Wistar rat studies were performed at the Centre of Experimental Medicine, Medical University in Lublin. 1HMRS spectra were conducted using a 7T MRI scanner (70/16 Pharma Scan, Bruker Biospin, GmbH, Germany) using a 72 mm transceiver RF coil and a 10 mm or 20 mm receive-only surface loop coil. Maximum gradient strength and slew rate for this system is 380 mT/m and 330 T/m/s, respectively. SVS spectra were measured with PRESS sequence (TE/TR = 16 ms/2.500 ms, 1024 averages). A 2.0 × 2.0 × 5.5 mm3 VOI was placed over the hippocampus, avoiding contributions from tissue-tissue borders and ventricular spaces. Field homogeneity of the VOI was achieved with Localised Shim procedure, the FWHM was typically in the range of 7 to 13 Hz. VAPOR implementation was used for water suppression.

Results and discussion

There are two main factors related to the spectrum quality, which increase significantly in high-field conditions. The first is signal-to-noise ratio (SNR), and the second is spectral resolution. Both can significantly improve the precision of identification and quantification of neurochemical profiles in animal and human studies [21,22].

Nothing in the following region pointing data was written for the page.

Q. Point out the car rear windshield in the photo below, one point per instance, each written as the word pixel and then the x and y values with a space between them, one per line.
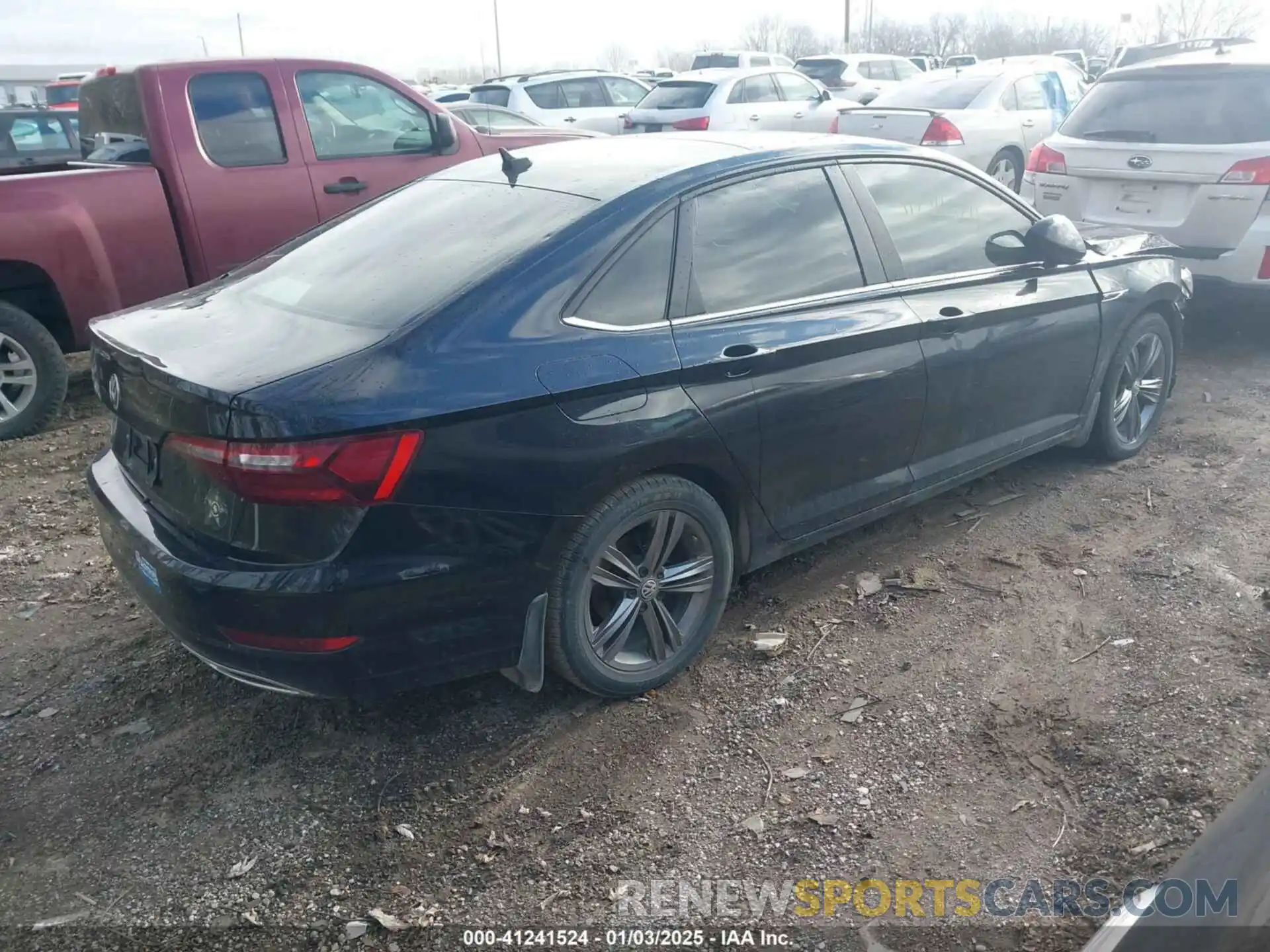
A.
pixel 715 61
pixel 827 71
pixel 935 95
pixel 1176 106
pixel 408 253
pixel 677 95
pixel 493 95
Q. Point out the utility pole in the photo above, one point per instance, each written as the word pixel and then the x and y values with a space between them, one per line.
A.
pixel 498 42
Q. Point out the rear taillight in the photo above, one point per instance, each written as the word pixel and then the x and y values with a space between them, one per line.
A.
pixel 1250 172
pixel 346 470
pixel 941 132
pixel 284 643
pixel 1047 160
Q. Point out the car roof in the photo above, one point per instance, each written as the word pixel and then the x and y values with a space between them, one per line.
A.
pixel 610 167
pixel 1238 55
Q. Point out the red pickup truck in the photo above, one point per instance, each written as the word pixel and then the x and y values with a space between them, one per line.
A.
pixel 196 169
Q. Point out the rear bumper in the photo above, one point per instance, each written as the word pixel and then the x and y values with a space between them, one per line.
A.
pixel 419 617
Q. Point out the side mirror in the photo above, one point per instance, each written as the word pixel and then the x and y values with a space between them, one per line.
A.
pixel 444 136
pixel 1054 240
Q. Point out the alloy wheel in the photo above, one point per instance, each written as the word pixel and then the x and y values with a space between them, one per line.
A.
pixel 1140 389
pixel 648 590
pixel 17 379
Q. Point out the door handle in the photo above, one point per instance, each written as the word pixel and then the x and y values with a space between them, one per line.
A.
pixel 346 186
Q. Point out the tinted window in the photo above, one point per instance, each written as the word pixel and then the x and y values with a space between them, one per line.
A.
pixel 770 239
pixel 635 287
pixel 494 95
pixel 582 95
pixel 706 61
pixel 1029 95
pixel 1180 107
pixel 904 69
pixel 235 118
pixel 939 221
pixel 795 88
pixel 828 71
pixel 677 95
pixel 935 95
pixel 353 116
pixel 408 253
pixel 755 89
pixel 622 92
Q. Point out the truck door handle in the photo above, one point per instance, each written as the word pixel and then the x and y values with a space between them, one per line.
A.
pixel 345 186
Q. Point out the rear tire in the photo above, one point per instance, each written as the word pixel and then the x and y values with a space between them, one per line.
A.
pixel 1007 168
pixel 640 587
pixel 1136 389
pixel 32 375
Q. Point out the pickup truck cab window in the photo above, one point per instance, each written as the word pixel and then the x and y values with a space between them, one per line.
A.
pixel 237 121
pixel 353 116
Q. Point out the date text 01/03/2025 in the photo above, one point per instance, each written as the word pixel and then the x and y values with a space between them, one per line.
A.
pixel 625 938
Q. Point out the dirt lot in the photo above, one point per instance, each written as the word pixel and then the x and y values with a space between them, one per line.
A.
pixel 132 778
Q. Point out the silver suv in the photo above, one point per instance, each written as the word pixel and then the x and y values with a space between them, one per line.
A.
pixel 587 99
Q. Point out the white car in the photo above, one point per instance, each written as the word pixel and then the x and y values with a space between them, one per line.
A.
pixel 991 114
pixel 1177 146
pixel 586 99
pixel 736 60
pixel 859 77
pixel 730 99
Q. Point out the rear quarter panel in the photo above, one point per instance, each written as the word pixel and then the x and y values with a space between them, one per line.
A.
pixel 102 234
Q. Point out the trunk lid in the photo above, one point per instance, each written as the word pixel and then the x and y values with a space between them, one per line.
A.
pixel 898 125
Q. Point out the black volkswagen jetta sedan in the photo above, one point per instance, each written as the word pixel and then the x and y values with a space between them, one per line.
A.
pixel 546 408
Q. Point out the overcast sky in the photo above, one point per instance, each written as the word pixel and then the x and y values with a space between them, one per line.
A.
pixel 402 37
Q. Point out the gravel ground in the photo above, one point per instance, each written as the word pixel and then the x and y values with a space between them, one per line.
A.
pixel 1011 728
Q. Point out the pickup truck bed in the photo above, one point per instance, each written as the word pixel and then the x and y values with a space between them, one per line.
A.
pixel 243 155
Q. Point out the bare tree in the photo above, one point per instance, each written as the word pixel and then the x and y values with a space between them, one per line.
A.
pixel 1188 19
pixel 616 58
pixel 765 34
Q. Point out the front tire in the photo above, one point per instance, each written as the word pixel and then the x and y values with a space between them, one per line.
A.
pixel 32 375
pixel 640 587
pixel 1136 389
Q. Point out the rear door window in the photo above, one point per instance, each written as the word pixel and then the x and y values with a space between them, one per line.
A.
pixel 677 95
pixel 635 288
pixel 237 120
pixel 770 239
pixel 492 95
pixel 1176 106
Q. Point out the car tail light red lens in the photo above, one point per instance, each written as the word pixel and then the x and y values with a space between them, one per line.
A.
pixel 1250 172
pixel 941 132
pixel 346 470
pixel 284 643
pixel 1047 160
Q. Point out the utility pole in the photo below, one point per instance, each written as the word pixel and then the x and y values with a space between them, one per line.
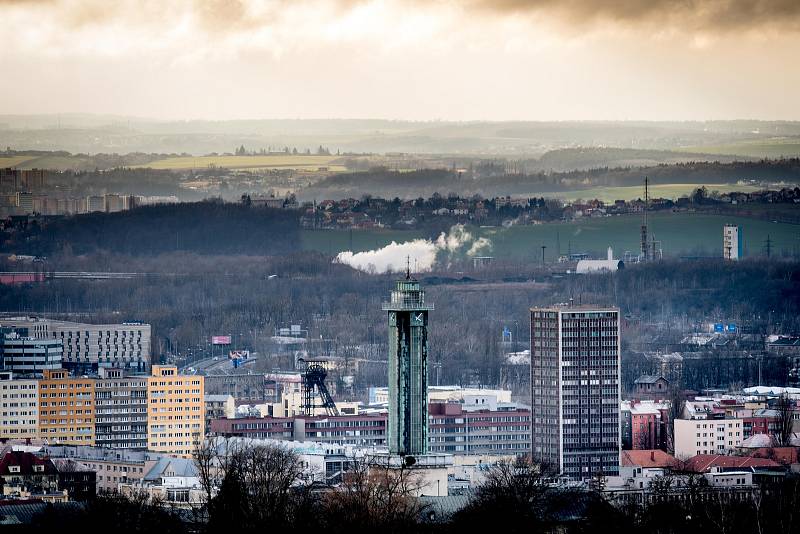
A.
pixel 644 222
pixel 558 244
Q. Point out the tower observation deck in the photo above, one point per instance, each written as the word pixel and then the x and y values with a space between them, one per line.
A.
pixel 408 368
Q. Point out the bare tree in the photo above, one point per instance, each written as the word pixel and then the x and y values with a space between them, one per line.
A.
pixel 373 495
pixel 785 409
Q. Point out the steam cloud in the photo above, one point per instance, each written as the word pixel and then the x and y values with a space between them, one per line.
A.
pixel 423 253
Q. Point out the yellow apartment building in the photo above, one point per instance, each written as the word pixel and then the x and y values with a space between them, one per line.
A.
pixel 176 411
pixel 66 408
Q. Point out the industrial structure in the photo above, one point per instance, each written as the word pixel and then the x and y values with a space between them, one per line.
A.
pixel 648 250
pixel 595 266
pixel 314 386
pixel 575 389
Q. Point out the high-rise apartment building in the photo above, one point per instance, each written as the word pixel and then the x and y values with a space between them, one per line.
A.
pixel 66 408
pixel 87 347
pixel 175 419
pixel 575 390
pixel 408 371
pixel 19 407
pixel 25 355
pixel 120 410
pixel 731 242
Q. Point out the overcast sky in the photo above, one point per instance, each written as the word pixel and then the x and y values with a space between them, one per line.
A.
pixel 403 59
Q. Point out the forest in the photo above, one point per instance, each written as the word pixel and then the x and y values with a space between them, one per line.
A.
pixel 209 227
pixel 488 180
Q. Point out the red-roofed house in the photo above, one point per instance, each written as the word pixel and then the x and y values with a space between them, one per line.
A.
pixel 23 474
pixel 703 463
pixel 648 458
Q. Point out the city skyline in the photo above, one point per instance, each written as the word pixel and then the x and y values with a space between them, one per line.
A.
pixel 401 59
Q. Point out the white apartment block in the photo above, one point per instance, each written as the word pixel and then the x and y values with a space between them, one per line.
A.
pixel 176 413
pixel 19 407
pixel 90 346
pixel 706 436
pixel 575 389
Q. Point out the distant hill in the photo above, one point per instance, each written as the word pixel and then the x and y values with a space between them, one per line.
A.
pixel 200 227
pixel 92 134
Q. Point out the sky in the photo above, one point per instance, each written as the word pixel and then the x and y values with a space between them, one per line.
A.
pixel 403 59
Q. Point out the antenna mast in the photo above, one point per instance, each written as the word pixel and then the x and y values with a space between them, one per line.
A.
pixel 644 255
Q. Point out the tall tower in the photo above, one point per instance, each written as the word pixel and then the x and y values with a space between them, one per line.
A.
pixel 644 250
pixel 408 368
pixel 731 242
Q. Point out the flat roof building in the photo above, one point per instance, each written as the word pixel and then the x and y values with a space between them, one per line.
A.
pixel 575 389
pixel 26 355
pixel 19 407
pixel 87 347
pixel 66 408
pixel 175 418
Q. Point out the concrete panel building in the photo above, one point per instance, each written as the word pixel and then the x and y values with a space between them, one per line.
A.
pixel 575 389
pixel 19 407
pixel 176 418
pixel 26 355
pixel 120 410
pixel 66 408
pixel 87 347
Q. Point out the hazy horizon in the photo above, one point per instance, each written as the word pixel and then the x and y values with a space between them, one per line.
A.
pixel 472 61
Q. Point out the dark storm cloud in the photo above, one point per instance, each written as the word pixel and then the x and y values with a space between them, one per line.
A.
pixel 704 15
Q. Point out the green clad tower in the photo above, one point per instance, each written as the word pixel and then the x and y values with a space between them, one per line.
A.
pixel 408 368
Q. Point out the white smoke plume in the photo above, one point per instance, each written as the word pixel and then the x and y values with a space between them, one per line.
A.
pixel 423 253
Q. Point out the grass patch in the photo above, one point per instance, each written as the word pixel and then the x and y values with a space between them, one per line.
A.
pixel 243 162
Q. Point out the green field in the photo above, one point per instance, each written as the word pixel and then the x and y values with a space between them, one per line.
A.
pixel 14 161
pixel 671 191
pixel 756 148
pixel 299 162
pixel 683 234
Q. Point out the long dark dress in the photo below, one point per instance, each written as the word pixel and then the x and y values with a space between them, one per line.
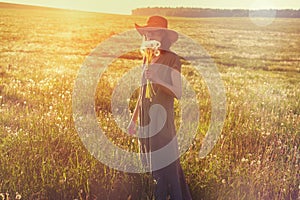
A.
pixel 170 180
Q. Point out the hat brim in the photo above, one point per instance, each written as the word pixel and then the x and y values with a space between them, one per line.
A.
pixel 172 35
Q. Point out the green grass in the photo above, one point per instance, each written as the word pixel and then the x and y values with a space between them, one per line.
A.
pixel 42 157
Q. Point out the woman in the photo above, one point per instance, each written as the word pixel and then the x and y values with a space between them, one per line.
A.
pixel 164 73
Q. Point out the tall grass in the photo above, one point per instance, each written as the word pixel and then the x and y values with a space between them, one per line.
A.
pixel 42 157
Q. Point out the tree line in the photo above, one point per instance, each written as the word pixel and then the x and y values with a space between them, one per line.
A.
pixel 208 12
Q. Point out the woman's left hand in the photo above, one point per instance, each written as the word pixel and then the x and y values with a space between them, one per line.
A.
pixel 151 74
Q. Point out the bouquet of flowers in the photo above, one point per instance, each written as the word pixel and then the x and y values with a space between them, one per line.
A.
pixel 149 49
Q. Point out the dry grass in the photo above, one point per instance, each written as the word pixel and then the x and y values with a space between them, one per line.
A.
pixel 42 157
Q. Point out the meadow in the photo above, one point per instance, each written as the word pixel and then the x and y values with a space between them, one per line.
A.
pixel 257 155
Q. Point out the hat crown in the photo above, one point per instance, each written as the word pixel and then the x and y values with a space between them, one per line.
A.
pixel 157 21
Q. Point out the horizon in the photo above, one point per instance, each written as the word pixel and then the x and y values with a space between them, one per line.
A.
pixel 126 9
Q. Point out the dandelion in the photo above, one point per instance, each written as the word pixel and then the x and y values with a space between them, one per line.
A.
pixel 18 196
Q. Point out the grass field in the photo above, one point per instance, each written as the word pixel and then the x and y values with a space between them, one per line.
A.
pixel 41 155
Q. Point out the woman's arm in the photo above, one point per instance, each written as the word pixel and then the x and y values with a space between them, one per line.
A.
pixel 174 89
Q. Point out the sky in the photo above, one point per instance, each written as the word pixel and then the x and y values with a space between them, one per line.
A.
pixel 125 6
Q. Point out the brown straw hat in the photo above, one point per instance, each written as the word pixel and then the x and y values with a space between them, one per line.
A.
pixel 157 23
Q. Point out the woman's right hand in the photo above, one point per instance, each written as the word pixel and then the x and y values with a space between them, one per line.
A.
pixel 132 128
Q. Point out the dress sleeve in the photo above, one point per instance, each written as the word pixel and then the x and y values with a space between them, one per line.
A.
pixel 177 64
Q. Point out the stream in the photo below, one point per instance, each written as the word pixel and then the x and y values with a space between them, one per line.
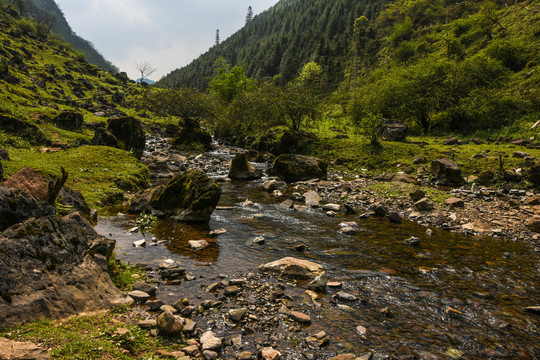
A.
pixel 454 296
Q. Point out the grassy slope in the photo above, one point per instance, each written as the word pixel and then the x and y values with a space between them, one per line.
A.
pixel 99 173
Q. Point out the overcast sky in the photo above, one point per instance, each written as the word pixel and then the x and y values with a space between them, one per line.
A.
pixel 167 33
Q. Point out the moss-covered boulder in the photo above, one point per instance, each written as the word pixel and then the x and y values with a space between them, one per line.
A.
pixel 129 132
pixel 291 167
pixel 192 196
pixel 69 120
pixel 191 136
pixel 241 169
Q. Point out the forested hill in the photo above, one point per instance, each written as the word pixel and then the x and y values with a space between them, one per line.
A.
pixel 47 11
pixel 282 39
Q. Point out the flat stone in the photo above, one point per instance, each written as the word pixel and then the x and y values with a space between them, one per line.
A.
pixel 293 267
pixel 198 244
pixel 237 314
pixel 139 296
pixel 300 317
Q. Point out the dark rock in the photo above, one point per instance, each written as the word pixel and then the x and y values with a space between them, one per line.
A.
pixel 392 130
pixel 16 206
pixel 130 134
pixel 103 137
pixel 447 171
pixel 54 267
pixel 293 168
pixel 192 196
pixel 242 170
pixel 69 120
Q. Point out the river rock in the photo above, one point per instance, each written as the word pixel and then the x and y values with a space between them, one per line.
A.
pixel 293 267
pixel 291 167
pixel 169 324
pixel 237 314
pixel 14 350
pixel 198 244
pixel 241 169
pixel 54 267
pixel 130 134
pixel 534 223
pixel 268 353
pixel 210 342
pixel 69 120
pixel 447 171
pixel 312 198
pixel 192 196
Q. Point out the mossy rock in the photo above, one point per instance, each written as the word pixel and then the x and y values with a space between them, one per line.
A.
pixel 130 134
pixel 291 167
pixel 192 138
pixel 192 196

The main goal of the 1HMRS studies is the accurate quantification of the concentration of metabolites in selected regions of the body. The concentration is expressed in mmol/l–1 or µmol/g–1 of examined tissue [2]. The strongest component of the observed signal always comes from water and is approximately 1000 times higher than the strongest metabolite signal coming from N-acetyl aspartate (NAA) [23]. During spectrum acquisition the water signal is removed. The most popular solutions are Chemical Shift Selective Pulses (CHESS), pre-saturating water signal with the use of 90° frequency selective pulses followed by crusher gradients to diphase the water signal [17] and the variable pulse power and optimized relaxation delays (VAPOR) scheme, which uses seven or eight CHESS pulses with variable flip angle and inter-pulse delays [24]. In our studies the VAPOR scheme was used. It is commonly used in MRS studies because it enables better water suppression and is less sensitive to T1 variation as well as B1 inhomogeneity [25] than CHESS, although it lasts longer and increases power deposition (SAR) [17].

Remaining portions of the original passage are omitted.